How to perform Retrieval Augmented Generation (RAG) with Redis?
Last updated 04, May 2024
Question
How to perform Retrieval Augmented Generation (RAG) with Redis?
Answer
Pairing Large Language Models with vector databases enables models to access external contextual knowledge. This contextual knowledge is crucial for providing accurate and context-aware responses, preventing the model from generating incorrect or incomplete answers. By storing and indexing vectors that model unstructured data, Redis ensures that the LLM can retrieve relevant information quickly and effectively, enhancing its response quality.
To perform RAG with Redis, you need a Redis client library with support to vector search. Current libraries enabling vector search are:
- redis-py, the Python client library
- Jedis, the Java client library
- NRedisStack, the C#/.NET client library
- node-redis, the JavaScript/Node.js client library
Besides the standard client libraries, RAG-based applications can be powered by the following libraries and frameworks.

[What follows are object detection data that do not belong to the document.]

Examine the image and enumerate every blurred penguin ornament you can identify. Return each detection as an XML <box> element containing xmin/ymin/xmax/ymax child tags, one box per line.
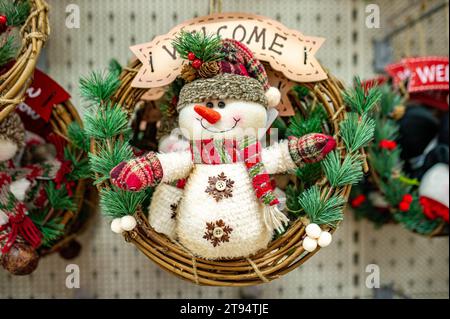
<box><xmin>110</xmin><ymin>32</ymin><xmax>336</xmax><ymax>259</ymax></box>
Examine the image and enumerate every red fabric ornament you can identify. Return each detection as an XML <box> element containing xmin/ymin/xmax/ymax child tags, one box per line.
<box><xmin>398</xmin><ymin>202</ymin><xmax>411</xmax><ymax>212</ymax></box>
<box><xmin>402</xmin><ymin>194</ymin><xmax>413</xmax><ymax>204</ymax></box>
<box><xmin>188</xmin><ymin>52</ymin><xmax>195</xmax><ymax>61</ymax></box>
<box><xmin>0</xmin><ymin>14</ymin><xmax>8</xmax><ymax>33</ymax></box>
<box><xmin>378</xmin><ymin>139</ymin><xmax>397</xmax><ymax>151</ymax></box>
<box><xmin>192</xmin><ymin>59</ymin><xmax>203</xmax><ymax>69</ymax></box>
<box><xmin>351</xmin><ymin>194</ymin><xmax>367</xmax><ymax>208</ymax></box>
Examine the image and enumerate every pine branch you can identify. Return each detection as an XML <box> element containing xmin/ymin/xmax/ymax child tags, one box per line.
<box><xmin>172</xmin><ymin>30</ymin><xmax>224</xmax><ymax>62</ymax></box>
<box><xmin>298</xmin><ymin>185</ymin><xmax>346</xmax><ymax>227</ymax></box>
<box><xmin>286</xmin><ymin>105</ymin><xmax>326</xmax><ymax>136</ymax></box>
<box><xmin>374</xmin><ymin>118</ymin><xmax>399</xmax><ymax>144</ymax></box>
<box><xmin>369</xmin><ymin>145</ymin><xmax>403</xmax><ymax>179</ymax></box>
<box><xmin>100</xmin><ymin>188</ymin><xmax>146</xmax><ymax>218</ymax></box>
<box><xmin>321</xmin><ymin>151</ymin><xmax>364</xmax><ymax>187</ymax></box>
<box><xmin>286</xmin><ymin>184</ymin><xmax>302</xmax><ymax>217</ymax></box>
<box><xmin>80</xmin><ymin>72</ymin><xmax>120</xmax><ymax>105</ymax></box>
<box><xmin>0</xmin><ymin>36</ymin><xmax>19</xmax><ymax>66</ymax></box>
<box><xmin>64</xmin><ymin>148</ymin><xmax>91</xmax><ymax>181</ymax></box>
<box><xmin>84</xmin><ymin>105</ymin><xmax>129</xmax><ymax>140</ymax></box>
<box><xmin>108</xmin><ymin>59</ymin><xmax>122</xmax><ymax>77</ymax></box>
<box><xmin>343</xmin><ymin>77</ymin><xmax>382</xmax><ymax>115</ymax></box>
<box><xmin>89</xmin><ymin>141</ymin><xmax>133</xmax><ymax>184</ymax></box>
<box><xmin>380</xmin><ymin>85</ymin><xmax>403</xmax><ymax>117</ymax></box>
<box><xmin>0</xmin><ymin>0</ymin><xmax>31</xmax><ymax>27</ymax></box>
<box><xmin>339</xmin><ymin>113</ymin><xmax>375</xmax><ymax>153</ymax></box>
<box><xmin>394</xmin><ymin>196</ymin><xmax>441</xmax><ymax>235</ymax></box>
<box><xmin>295</xmin><ymin>163</ymin><xmax>323</xmax><ymax>187</ymax></box>
<box><xmin>67</xmin><ymin>122</ymin><xmax>89</xmax><ymax>152</ymax></box>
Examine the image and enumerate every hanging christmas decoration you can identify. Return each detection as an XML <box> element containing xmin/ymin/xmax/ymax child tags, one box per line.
<box><xmin>80</xmin><ymin>14</ymin><xmax>380</xmax><ymax>285</ymax></box>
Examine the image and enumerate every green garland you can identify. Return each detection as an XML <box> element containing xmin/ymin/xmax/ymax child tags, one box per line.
<box><xmin>351</xmin><ymin>85</ymin><xmax>442</xmax><ymax>235</ymax></box>
<box><xmin>275</xmin><ymin>79</ymin><xmax>381</xmax><ymax>228</ymax></box>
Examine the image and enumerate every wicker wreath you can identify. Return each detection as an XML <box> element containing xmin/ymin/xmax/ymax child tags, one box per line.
<box><xmin>85</xmin><ymin>57</ymin><xmax>368</xmax><ymax>286</ymax></box>
<box><xmin>0</xmin><ymin>0</ymin><xmax>50</xmax><ymax>121</ymax></box>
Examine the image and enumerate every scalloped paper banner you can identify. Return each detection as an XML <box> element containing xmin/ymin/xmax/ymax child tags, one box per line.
<box><xmin>130</xmin><ymin>13</ymin><xmax>327</xmax><ymax>88</ymax></box>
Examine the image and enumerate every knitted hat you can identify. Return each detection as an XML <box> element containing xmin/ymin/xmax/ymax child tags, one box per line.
<box><xmin>174</xmin><ymin>32</ymin><xmax>281</xmax><ymax>110</ymax></box>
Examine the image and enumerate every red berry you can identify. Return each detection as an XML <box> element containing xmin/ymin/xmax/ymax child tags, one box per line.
<box><xmin>351</xmin><ymin>194</ymin><xmax>367</xmax><ymax>208</ymax></box>
<box><xmin>398</xmin><ymin>202</ymin><xmax>411</xmax><ymax>212</ymax></box>
<box><xmin>192</xmin><ymin>59</ymin><xmax>203</xmax><ymax>69</ymax></box>
<box><xmin>0</xmin><ymin>15</ymin><xmax>8</xmax><ymax>33</ymax></box>
<box><xmin>188</xmin><ymin>52</ymin><xmax>195</xmax><ymax>61</ymax></box>
<box><xmin>402</xmin><ymin>194</ymin><xmax>413</xmax><ymax>204</ymax></box>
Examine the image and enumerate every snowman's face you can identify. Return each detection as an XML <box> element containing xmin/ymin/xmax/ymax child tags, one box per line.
<box><xmin>179</xmin><ymin>100</ymin><xmax>267</xmax><ymax>140</ymax></box>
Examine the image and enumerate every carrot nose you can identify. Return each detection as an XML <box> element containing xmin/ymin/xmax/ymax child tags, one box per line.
<box><xmin>194</xmin><ymin>105</ymin><xmax>221</xmax><ymax>124</ymax></box>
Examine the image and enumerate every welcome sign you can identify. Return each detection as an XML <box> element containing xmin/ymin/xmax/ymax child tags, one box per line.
<box><xmin>130</xmin><ymin>13</ymin><xmax>327</xmax><ymax>88</ymax></box>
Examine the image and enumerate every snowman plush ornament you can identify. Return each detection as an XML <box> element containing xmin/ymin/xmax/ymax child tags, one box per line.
<box><xmin>111</xmin><ymin>32</ymin><xmax>336</xmax><ymax>259</ymax></box>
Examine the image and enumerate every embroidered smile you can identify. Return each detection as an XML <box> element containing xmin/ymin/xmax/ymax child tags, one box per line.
<box><xmin>196</xmin><ymin>117</ymin><xmax>241</xmax><ymax>133</ymax></box>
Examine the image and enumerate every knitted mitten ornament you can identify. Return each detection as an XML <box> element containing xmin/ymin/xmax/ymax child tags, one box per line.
<box><xmin>0</xmin><ymin>113</ymin><xmax>41</xmax><ymax>275</ymax></box>
<box><xmin>110</xmin><ymin>32</ymin><xmax>336</xmax><ymax>259</ymax></box>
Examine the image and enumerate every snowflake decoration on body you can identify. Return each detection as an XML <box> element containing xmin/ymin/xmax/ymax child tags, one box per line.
<box><xmin>203</xmin><ymin>219</ymin><xmax>233</xmax><ymax>247</ymax></box>
<box><xmin>205</xmin><ymin>172</ymin><xmax>234</xmax><ymax>202</ymax></box>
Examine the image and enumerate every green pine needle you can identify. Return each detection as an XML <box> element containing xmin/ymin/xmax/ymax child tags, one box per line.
<box><xmin>295</xmin><ymin>163</ymin><xmax>323</xmax><ymax>187</ymax></box>
<box><xmin>0</xmin><ymin>36</ymin><xmax>19</xmax><ymax>66</ymax></box>
<box><xmin>286</xmin><ymin>105</ymin><xmax>326</xmax><ymax>137</ymax></box>
<box><xmin>80</xmin><ymin>72</ymin><xmax>120</xmax><ymax>105</ymax></box>
<box><xmin>394</xmin><ymin>196</ymin><xmax>442</xmax><ymax>235</ymax></box>
<box><xmin>172</xmin><ymin>30</ymin><xmax>224</xmax><ymax>62</ymax></box>
<box><xmin>45</xmin><ymin>182</ymin><xmax>77</xmax><ymax>210</ymax></box>
<box><xmin>298</xmin><ymin>185</ymin><xmax>346</xmax><ymax>227</ymax></box>
<box><xmin>369</xmin><ymin>149</ymin><xmax>403</xmax><ymax>179</ymax></box>
<box><xmin>84</xmin><ymin>105</ymin><xmax>129</xmax><ymax>140</ymax></box>
<box><xmin>64</xmin><ymin>148</ymin><xmax>91</xmax><ymax>181</ymax></box>
<box><xmin>89</xmin><ymin>141</ymin><xmax>133</xmax><ymax>184</ymax></box>
<box><xmin>321</xmin><ymin>151</ymin><xmax>364</xmax><ymax>187</ymax></box>
<box><xmin>343</xmin><ymin>77</ymin><xmax>382</xmax><ymax>115</ymax></box>
<box><xmin>375</xmin><ymin>119</ymin><xmax>399</xmax><ymax>144</ymax></box>
<box><xmin>100</xmin><ymin>188</ymin><xmax>146</xmax><ymax>218</ymax></box>
<box><xmin>340</xmin><ymin>113</ymin><xmax>375</xmax><ymax>153</ymax></box>
<box><xmin>0</xmin><ymin>0</ymin><xmax>31</xmax><ymax>27</ymax></box>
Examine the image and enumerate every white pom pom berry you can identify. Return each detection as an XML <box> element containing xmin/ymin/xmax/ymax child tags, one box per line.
<box><xmin>111</xmin><ymin>218</ymin><xmax>123</xmax><ymax>234</ymax></box>
<box><xmin>302</xmin><ymin>236</ymin><xmax>317</xmax><ymax>253</ymax></box>
<box><xmin>305</xmin><ymin>223</ymin><xmax>322</xmax><ymax>239</ymax></box>
<box><xmin>317</xmin><ymin>231</ymin><xmax>333</xmax><ymax>248</ymax></box>
<box><xmin>120</xmin><ymin>215</ymin><xmax>137</xmax><ymax>231</ymax></box>
<box><xmin>265</xmin><ymin>86</ymin><xmax>281</xmax><ymax>107</ymax></box>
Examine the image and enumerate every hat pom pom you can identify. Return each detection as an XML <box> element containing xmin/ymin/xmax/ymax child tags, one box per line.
<box><xmin>266</xmin><ymin>86</ymin><xmax>281</xmax><ymax>107</ymax></box>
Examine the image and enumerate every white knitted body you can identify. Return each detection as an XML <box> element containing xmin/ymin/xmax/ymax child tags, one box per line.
<box><xmin>148</xmin><ymin>183</ymin><xmax>183</xmax><ymax>240</ymax></box>
<box><xmin>177</xmin><ymin>163</ymin><xmax>272</xmax><ymax>259</ymax></box>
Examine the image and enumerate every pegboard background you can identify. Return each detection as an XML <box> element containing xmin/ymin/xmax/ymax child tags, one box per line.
<box><xmin>0</xmin><ymin>0</ymin><xmax>449</xmax><ymax>298</ymax></box>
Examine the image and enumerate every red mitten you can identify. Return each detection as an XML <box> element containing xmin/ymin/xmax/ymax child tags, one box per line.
<box><xmin>110</xmin><ymin>152</ymin><xmax>163</xmax><ymax>191</ymax></box>
<box><xmin>288</xmin><ymin>133</ymin><xmax>336</xmax><ymax>166</ymax></box>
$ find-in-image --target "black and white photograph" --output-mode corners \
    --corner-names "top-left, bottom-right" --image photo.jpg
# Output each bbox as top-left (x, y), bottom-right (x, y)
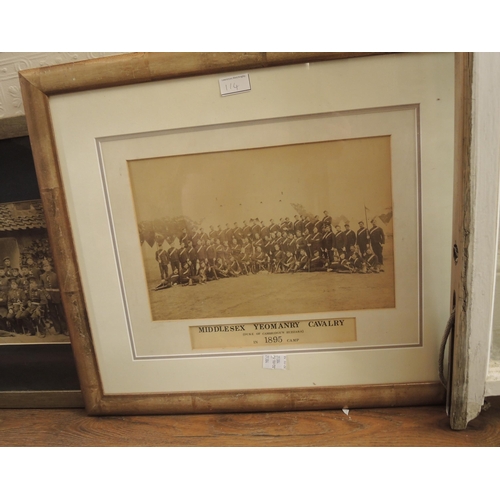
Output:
top-left (0, 200), bottom-right (69, 343)
top-left (128, 136), bottom-right (395, 321)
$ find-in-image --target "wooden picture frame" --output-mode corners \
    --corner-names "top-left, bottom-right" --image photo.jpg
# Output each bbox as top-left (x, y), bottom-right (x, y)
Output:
top-left (20, 53), bottom-right (453, 414)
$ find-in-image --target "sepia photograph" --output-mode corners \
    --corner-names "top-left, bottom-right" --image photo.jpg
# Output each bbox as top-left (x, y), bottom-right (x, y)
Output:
top-left (128, 136), bottom-right (395, 321)
top-left (0, 200), bottom-right (69, 344)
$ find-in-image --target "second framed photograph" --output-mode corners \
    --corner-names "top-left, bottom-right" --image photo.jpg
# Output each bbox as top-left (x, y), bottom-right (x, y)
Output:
top-left (21, 54), bottom-right (455, 414)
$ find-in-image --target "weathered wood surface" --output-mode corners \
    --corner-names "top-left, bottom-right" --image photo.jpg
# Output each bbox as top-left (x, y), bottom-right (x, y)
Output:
top-left (22, 52), bottom-right (382, 95)
top-left (0, 397), bottom-right (500, 447)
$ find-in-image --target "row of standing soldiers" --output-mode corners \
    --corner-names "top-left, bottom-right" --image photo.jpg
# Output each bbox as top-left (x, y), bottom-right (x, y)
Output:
top-left (152, 211), bottom-right (385, 289)
top-left (0, 257), bottom-right (68, 337)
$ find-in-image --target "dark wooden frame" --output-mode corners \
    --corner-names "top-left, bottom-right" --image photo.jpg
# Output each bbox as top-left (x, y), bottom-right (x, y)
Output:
top-left (20, 53), bottom-right (458, 415)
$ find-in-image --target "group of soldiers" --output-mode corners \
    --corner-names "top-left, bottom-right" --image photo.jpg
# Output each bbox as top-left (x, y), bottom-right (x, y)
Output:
top-left (0, 256), bottom-right (68, 337)
top-left (150, 211), bottom-right (385, 290)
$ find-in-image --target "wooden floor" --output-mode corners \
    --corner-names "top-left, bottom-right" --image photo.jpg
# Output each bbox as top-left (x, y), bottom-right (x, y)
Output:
top-left (0, 397), bottom-right (500, 447)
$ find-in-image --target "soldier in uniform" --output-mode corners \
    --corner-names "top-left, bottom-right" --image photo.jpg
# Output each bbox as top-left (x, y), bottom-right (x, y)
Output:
top-left (335, 224), bottom-right (346, 255)
top-left (3, 257), bottom-right (12, 278)
top-left (321, 210), bottom-right (332, 227)
top-left (167, 244), bottom-right (181, 275)
top-left (40, 262), bottom-right (68, 335)
top-left (155, 243), bottom-right (168, 280)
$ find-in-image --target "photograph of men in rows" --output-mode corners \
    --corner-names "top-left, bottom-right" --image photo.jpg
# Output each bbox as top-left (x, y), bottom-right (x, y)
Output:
top-left (129, 137), bottom-right (395, 320)
top-left (0, 236), bottom-right (69, 343)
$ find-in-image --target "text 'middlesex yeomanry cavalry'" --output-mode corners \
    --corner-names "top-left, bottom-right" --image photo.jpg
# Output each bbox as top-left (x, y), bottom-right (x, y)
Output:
top-left (139, 211), bottom-right (385, 290)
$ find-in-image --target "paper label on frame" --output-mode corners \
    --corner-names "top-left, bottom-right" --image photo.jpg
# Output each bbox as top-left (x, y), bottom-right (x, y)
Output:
top-left (219, 73), bottom-right (252, 97)
top-left (189, 318), bottom-right (356, 349)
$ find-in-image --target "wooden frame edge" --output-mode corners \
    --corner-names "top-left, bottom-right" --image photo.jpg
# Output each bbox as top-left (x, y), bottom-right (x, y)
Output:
top-left (0, 391), bottom-right (84, 409)
top-left (91, 382), bottom-right (445, 415)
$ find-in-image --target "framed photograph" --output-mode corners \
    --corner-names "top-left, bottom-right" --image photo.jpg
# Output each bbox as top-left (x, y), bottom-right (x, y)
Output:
top-left (20, 53), bottom-right (454, 414)
top-left (0, 137), bottom-right (82, 408)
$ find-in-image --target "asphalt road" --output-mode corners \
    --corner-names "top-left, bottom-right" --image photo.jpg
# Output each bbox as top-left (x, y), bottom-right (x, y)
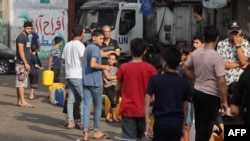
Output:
top-left (0, 60), bottom-right (150, 141)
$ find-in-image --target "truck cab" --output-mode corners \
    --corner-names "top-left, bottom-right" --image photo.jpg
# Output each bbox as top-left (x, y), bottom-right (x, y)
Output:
top-left (79, 1), bottom-right (195, 66)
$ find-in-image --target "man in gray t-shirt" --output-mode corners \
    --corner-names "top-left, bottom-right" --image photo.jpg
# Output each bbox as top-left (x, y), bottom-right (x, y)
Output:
top-left (16, 21), bottom-right (34, 107)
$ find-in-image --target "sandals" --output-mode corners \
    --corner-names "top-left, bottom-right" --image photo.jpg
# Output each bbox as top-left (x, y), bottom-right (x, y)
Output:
top-left (105, 118), bottom-right (114, 123)
top-left (93, 133), bottom-right (111, 139)
top-left (67, 123), bottom-right (76, 129)
top-left (19, 103), bottom-right (35, 108)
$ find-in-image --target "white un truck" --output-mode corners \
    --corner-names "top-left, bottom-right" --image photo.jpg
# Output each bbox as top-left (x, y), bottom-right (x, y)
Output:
top-left (79, 0), bottom-right (200, 66)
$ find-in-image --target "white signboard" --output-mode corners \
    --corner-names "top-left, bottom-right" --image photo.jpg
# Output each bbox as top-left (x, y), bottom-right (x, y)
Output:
top-left (203, 0), bottom-right (227, 9)
top-left (10, 8), bottom-right (68, 58)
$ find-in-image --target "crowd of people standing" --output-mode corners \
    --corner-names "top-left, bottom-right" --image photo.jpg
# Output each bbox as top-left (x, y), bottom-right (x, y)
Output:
top-left (16, 4), bottom-right (250, 141)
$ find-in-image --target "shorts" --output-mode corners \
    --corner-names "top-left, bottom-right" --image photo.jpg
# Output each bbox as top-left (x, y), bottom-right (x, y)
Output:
top-left (121, 116), bottom-right (146, 141)
top-left (29, 74), bottom-right (38, 89)
top-left (15, 64), bottom-right (28, 88)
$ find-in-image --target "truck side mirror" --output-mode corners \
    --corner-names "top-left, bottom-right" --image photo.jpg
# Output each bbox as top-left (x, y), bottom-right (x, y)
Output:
top-left (119, 22), bottom-right (129, 35)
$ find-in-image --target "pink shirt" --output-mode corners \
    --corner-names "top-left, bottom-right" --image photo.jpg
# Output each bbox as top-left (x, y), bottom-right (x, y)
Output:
top-left (185, 48), bottom-right (225, 97)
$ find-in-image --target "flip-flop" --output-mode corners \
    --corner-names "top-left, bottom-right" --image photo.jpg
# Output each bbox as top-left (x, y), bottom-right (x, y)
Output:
top-left (105, 118), bottom-right (114, 123)
top-left (93, 133), bottom-right (111, 139)
top-left (20, 103), bottom-right (35, 108)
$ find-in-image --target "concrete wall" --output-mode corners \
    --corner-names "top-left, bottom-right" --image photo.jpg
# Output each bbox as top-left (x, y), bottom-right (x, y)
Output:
top-left (9, 0), bottom-right (68, 58)
top-left (233, 0), bottom-right (250, 39)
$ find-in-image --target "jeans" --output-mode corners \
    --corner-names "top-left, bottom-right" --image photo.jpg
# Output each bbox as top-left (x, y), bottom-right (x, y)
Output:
top-left (67, 78), bottom-right (83, 123)
top-left (82, 86), bottom-right (103, 132)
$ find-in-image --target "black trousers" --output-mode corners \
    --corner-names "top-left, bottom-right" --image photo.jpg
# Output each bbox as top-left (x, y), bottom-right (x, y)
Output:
top-left (193, 90), bottom-right (220, 141)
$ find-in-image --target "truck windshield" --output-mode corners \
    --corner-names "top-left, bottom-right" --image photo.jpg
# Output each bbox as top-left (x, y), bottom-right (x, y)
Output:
top-left (79, 9), bottom-right (118, 31)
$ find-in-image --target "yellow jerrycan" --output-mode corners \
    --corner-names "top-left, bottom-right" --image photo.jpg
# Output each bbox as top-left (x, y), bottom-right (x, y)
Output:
top-left (42, 70), bottom-right (54, 86)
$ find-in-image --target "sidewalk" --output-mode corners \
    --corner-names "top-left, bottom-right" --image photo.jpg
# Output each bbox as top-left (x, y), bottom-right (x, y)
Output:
top-left (0, 60), bottom-right (121, 141)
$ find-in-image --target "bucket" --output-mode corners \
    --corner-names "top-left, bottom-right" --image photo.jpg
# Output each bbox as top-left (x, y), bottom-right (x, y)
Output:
top-left (48, 83), bottom-right (65, 100)
top-left (56, 88), bottom-right (65, 107)
top-left (115, 97), bottom-right (122, 121)
top-left (49, 89), bottom-right (57, 104)
top-left (42, 70), bottom-right (54, 86)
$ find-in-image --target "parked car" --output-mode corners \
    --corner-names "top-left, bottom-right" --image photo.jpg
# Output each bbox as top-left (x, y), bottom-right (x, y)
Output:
top-left (0, 43), bottom-right (16, 74)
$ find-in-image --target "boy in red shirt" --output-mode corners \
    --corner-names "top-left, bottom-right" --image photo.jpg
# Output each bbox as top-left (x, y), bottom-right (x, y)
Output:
top-left (115, 38), bottom-right (157, 140)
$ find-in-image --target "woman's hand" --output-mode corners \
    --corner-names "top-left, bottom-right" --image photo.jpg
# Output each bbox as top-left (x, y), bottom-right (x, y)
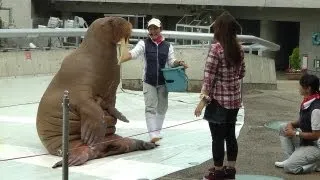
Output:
top-left (194, 100), bottom-right (206, 117)
top-left (177, 61), bottom-right (189, 69)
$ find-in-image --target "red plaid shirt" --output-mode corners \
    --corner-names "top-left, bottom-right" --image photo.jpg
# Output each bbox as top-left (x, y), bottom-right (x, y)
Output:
top-left (202, 42), bottom-right (245, 109)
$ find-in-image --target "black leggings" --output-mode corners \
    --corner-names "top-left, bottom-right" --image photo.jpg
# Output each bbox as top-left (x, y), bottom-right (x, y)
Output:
top-left (209, 122), bottom-right (238, 166)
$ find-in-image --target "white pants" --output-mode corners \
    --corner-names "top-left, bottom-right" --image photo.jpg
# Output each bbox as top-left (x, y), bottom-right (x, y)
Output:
top-left (143, 83), bottom-right (168, 139)
top-left (280, 124), bottom-right (320, 174)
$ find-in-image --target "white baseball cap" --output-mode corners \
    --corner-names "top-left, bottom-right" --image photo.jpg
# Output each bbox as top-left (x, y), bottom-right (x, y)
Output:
top-left (148, 18), bottom-right (161, 27)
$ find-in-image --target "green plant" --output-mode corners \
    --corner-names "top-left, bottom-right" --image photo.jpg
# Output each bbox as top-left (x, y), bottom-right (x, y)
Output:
top-left (289, 47), bottom-right (301, 70)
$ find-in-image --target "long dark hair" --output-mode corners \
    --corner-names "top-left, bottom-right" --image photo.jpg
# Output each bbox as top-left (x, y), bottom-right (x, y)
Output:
top-left (213, 11), bottom-right (241, 66)
top-left (299, 73), bottom-right (319, 94)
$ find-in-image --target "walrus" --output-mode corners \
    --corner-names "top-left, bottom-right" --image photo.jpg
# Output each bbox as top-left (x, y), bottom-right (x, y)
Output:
top-left (36, 17), bottom-right (156, 168)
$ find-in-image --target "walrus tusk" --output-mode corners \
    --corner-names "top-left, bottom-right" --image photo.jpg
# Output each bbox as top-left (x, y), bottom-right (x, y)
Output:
top-left (118, 38), bottom-right (129, 64)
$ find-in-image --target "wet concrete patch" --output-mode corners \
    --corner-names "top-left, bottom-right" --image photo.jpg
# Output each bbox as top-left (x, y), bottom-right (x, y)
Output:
top-left (264, 120), bottom-right (288, 131)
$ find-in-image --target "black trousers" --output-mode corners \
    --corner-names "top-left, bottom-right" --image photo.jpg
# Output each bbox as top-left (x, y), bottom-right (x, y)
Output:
top-left (209, 122), bottom-right (238, 166)
top-left (209, 122), bottom-right (238, 166)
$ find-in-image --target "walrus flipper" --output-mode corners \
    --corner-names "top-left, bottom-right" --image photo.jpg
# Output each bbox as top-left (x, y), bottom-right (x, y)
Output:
top-left (107, 106), bottom-right (129, 122)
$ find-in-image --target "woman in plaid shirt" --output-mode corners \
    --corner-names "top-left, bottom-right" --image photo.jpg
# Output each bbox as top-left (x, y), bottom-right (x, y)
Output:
top-left (195, 12), bottom-right (245, 180)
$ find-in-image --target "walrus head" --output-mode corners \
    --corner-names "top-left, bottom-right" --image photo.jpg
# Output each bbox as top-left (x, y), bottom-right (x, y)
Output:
top-left (83, 17), bottom-right (132, 63)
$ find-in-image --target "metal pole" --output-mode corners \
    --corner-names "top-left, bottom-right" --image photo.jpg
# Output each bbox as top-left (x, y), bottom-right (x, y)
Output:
top-left (62, 90), bottom-right (69, 180)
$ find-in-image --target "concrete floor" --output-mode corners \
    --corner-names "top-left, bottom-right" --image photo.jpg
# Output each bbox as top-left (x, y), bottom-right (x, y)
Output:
top-left (0, 76), bottom-right (244, 180)
top-left (159, 80), bottom-right (320, 180)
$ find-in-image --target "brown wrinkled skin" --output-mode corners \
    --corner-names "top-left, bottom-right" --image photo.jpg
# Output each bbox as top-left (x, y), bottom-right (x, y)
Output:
top-left (37, 17), bottom-right (155, 167)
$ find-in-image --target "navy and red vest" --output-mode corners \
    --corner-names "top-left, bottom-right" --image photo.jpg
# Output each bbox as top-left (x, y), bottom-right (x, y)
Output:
top-left (144, 38), bottom-right (170, 86)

- The RedisVL client library is explicitly designed to offer the best experience working with vectors and provides powerful vector searches with complex filtering support.
- If you are used to working with ORM abstractions, Redis OM .NET provides high-level abstractions and supports storing and querying vectors in Redis.
- If you are used to working with Java Spring, you can learn to build a Spring AI app that uses Redis as its vector database.
- If Python is the language of choice, you can use LangChain and a Redis RAG template to create LLM-powered chat applications.
Finally, you can take the course Redis as a Vector Database to learn to use Redis as a vector database, perform vector searches, and build a GenAI-assisted chatbot using RAG.